Frankreich wählt neuen Präsidenten
ProSieben
Frankreichs Bevölkerung schreitet zur Wahlurne, um ein neues Staatsoberhaupt zu bestimmen. Experten erwarten ein knappes Rennen.
Regiert in Frankreich fünf weitere Jahre Emmanuel Macron oder gibt es einen Umbruch - nach einem Wahlkampf im Schatten des Ukraine-Kriegs geht die französische Präsidentschaftswahl am Sonntag in die erste Runde. Erst sah es nach einem Durchmarsch des Mitte-Politikers Macron in die Stichwahl mit Abstand vor allen Mitbewerbern aus. Nun ist ihm seine Hauptkonkurrentin, die Rechte Marine Le Pen, in Umfragen gefährlich nahe gerückt. Das sagt zwar noch nichts über den letztendlichen Ausgang der Abstimmung in der Stichwahl in zwei Wochen aus. Aber in Berlin, Brüssel und der Wirtschaftswelt möchte man sich nicht ausmalen, dass eine rechte Nationalistin das Ruder im wichtigen Partnerland übernimmt.
Der 44-jährige Macron, der 2017 als politischer Jungstar Frankreich verzauberte und im Senkrechtstart in den Élyséepalast einzog, nahm trotz durchaus heftigen Gegenwinds, etwa von "Gelbwesten" oder Impfgegnern, entspannt Anlauf auf eine zweite Amtszeit. Die übrigen politischen Lager schickten niemanden ins Rennen, der ihm von Profil oder Programm gleich gefährlich wurde. Lange - und wie sich nun zeigt zu lange - zögerte Macron die Ankündigung seiner Kandidatur hinaus, beließ es bei wenigen Wahlkampfauftritten und setzte kaum inhaltliche Akzente.
Zwar gab ihm sein diplomatisches Bemühen im Ukraine-Konflikt in den Umfragen Auftrieb. Seine Prozente bröckelten aber mit Dauer des Kriegs und dem Spürbarwerden der wirtschaftlichen Folgen.
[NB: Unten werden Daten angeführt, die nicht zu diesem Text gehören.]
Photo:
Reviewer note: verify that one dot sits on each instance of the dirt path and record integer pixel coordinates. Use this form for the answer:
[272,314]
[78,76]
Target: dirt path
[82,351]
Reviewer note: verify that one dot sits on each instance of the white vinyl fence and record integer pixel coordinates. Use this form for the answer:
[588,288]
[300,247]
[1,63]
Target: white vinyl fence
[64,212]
Seine größten Stärken dürften derzeit die Schwächen seiner meisten Gegner und das Versprechen von Stabilität sein. Dabei hat er auch klare Erfolge am Arbeitsmarkt sowie ein robustes Durchstarten der französischen Wirtschaft nach der Corona-Krise vorzuweisen.
Unterdessen war die 53-jährige Langzeitpolitikerin Le Pen vom Rassemblement National schon lange vor der Wahl um ein gemäßigteres Auftreten bemüht und trieb so die "Entteufelung" der von ihrem Vater gegründeten und lange als rechtsextrem verorteten Partei voran. Ihr Ziel dabei war, auch für Schichten in der Mitte wählbar zu werden. Dabei spielte ihr der extrem rechte Politikneuling Éric Zemmour in die Karten, der sie zunächst in Umfragen überrundete. Während Zemmour mit zunehmend radikalem Gebaren verstörte, wurde Le Pen gleichsam zur wählbaren Alternative des Extremisten. Und während dieser weiter über Migration redete, schwenkte Le Pen in der Krise instinktiv auf das drängende Thema Kaufkraft um - ein Volltreffer.